We can disassemble the output to verify that dec() will only write to memory if the condition was satisfied (see 400458), while dec2() will always write into temp (see 400482):

    # <dec>
    400448:  push   %rbp
    400449:  mov    %rsp,%rbp
    40044c:  mov    %edi,0xffec(%rbp)
    40044f:  mov    %esi,0xffe8(%rbp)
    400452:  cmpl   $0x0,0xffe8(%rbp)  # if (condition)
    400456:  je     400473 <dec+0x2b>
    400458:  movl   $0x0,0xfffc(%rbp)  # temp = 0 <-- depends on condition
    40045f:  jmp    40046b <dec+0x23>  # while
    400461:  mov    0xfffc(%rbp),%eax
    400464:  sub    %eax,0xffec(%rbp)
    400467:  addl   $0x1,0xfffc(%rbp)
    40046b:  mov    0xfffc(%rbp),%eax
    40046e:  cmp    0xffec(%rbp),%eax
    400471:  jl     400461 <dec+0x19>  # loop
    400473:  mov    0xffec(%rbp),%eax  # return a
    400476:  leaveq
    400477:  retq

    # <dec2>
    400478:  push   %rbp
    400479:  mov    %rsp,%rbp
    40047c:  mov    %edi,0xffec(%rbp)   
    40047f:  mov    %esi,0xffe8(%rbp)
    400482:  movl   $0x0,0xfffc(%rbp)   # temp = 0 <-- always executed
    400489:  cmpl   $0x0,0xffe8(%rbp)   # if (condition)
    40048d:  je     4004a3 <dec2+0x2b>
    40048f:  jmp    40049b <dec2+0x23>  # while
    400491:  mov    0xfffc(%rbp),%eax
    400494:  sub    %eax,0xffec(%rbp)
    400497:  addl   $0x1,0xfffc(%rbp)
    40049b:  mov    0xfffc(%rbp),%eax
    40049e:  cmp    0xffec(%rbp),%eax
    4004a1:  jl     400491 <dec2+0x19>  # loop
    4004a3:  mov    0xffec(%rbp),%eax   # return a
    4004a6:  leaveq 
    4004a7:  retq
The above code was compiled with gcc 4.1.2 on amd64/linux. gcc -O2 and gcc -O3 completely do away with the 'temp' variable and generate fewer instructions.
2 comments

I'd suggest that, if a variable with an undefined value is a valid state for the program, the declaration is in the wrong place. How about this alternative?

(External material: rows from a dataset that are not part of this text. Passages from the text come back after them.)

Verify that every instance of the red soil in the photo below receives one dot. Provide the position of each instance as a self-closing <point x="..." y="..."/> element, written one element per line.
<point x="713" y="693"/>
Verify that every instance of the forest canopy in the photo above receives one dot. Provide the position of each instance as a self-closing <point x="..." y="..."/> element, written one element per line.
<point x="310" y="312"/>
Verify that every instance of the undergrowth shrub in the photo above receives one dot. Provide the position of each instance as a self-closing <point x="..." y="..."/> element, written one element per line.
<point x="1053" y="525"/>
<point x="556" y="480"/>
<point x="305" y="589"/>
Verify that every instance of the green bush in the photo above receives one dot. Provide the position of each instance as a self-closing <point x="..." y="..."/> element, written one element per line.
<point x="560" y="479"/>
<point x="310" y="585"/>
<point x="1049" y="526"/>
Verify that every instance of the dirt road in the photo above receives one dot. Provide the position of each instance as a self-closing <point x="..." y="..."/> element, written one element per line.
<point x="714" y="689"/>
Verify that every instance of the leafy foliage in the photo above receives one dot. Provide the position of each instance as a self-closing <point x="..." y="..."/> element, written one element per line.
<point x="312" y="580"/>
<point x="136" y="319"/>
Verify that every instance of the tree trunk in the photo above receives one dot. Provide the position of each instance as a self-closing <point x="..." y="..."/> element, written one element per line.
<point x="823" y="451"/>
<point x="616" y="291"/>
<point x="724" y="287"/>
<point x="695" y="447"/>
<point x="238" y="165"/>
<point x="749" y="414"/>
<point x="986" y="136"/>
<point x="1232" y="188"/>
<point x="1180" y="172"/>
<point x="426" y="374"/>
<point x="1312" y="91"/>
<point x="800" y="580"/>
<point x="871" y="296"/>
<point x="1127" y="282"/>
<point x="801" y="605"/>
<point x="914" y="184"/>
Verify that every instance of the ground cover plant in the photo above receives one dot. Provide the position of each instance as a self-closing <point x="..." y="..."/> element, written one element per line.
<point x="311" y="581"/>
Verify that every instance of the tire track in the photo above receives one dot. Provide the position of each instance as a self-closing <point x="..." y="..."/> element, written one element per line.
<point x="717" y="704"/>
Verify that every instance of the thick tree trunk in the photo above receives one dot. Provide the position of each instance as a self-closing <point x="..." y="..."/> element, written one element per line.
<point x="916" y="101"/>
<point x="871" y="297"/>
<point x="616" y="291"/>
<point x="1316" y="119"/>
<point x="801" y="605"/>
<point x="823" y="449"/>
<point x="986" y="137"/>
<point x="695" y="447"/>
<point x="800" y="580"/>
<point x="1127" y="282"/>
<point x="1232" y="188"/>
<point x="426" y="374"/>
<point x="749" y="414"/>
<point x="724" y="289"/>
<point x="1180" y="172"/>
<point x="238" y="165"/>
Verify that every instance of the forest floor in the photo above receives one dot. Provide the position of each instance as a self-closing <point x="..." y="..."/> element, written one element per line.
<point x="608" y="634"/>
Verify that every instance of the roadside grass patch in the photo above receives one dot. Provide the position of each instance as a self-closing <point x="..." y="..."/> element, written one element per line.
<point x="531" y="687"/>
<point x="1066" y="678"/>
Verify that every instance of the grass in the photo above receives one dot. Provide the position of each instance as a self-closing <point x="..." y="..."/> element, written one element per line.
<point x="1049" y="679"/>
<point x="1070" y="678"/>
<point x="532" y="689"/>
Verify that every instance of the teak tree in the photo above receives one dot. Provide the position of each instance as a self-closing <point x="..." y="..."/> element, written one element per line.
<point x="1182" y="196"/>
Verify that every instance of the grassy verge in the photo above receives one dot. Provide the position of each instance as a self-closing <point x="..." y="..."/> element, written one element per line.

   int dec(int a, int condition) {
       if (condition) {
           int temp = 0;

           //compute something here in a loop
           while (temp < a) {
               a -= (temp++);
           }
       }

       return a;
   }
That's the obvious next step, but it's not valid C89 and that may or may not be relevant for people doing embedded programming. Personally, I'm all for using newer standards and declaring variables locally when it makes sense. Sometimes I like to see all variables at the top of the function though.
I'm not particularly familiar with x86-64 calling conventions. Where is the code that sets up the stack frame? Would this code look different if temp were created inside the if() block, not just initialized there?
In C, variables have function-level storage. I don't recall the actual term from the C standard, but the storage for _all_ variables declared in any blocks inside a function is allocated at the beginning of the function, when the stack frame is set up. So there is 'no way' to create 'temp' only inside the if block.
Okay. I knew variables had block-level scope. I've read some of the ISO C standard, but hadn't caught the part where variables have function-level storage. I was wondering because, years ago, I read some disassembled code that did lots of stack allocations in the middle of functions, and not just for the purpose of calling another function.

Can you point to a reference showing that variables have function-level storage? The closest I can find in the C standard draft I'm looking at is 6.2.4.6, which suggests block-level lifetimes for variables: "For such an object that does not have a variable length array type, its lifetime extends from entry into the block with which it is associated until execution of that block ends in any way."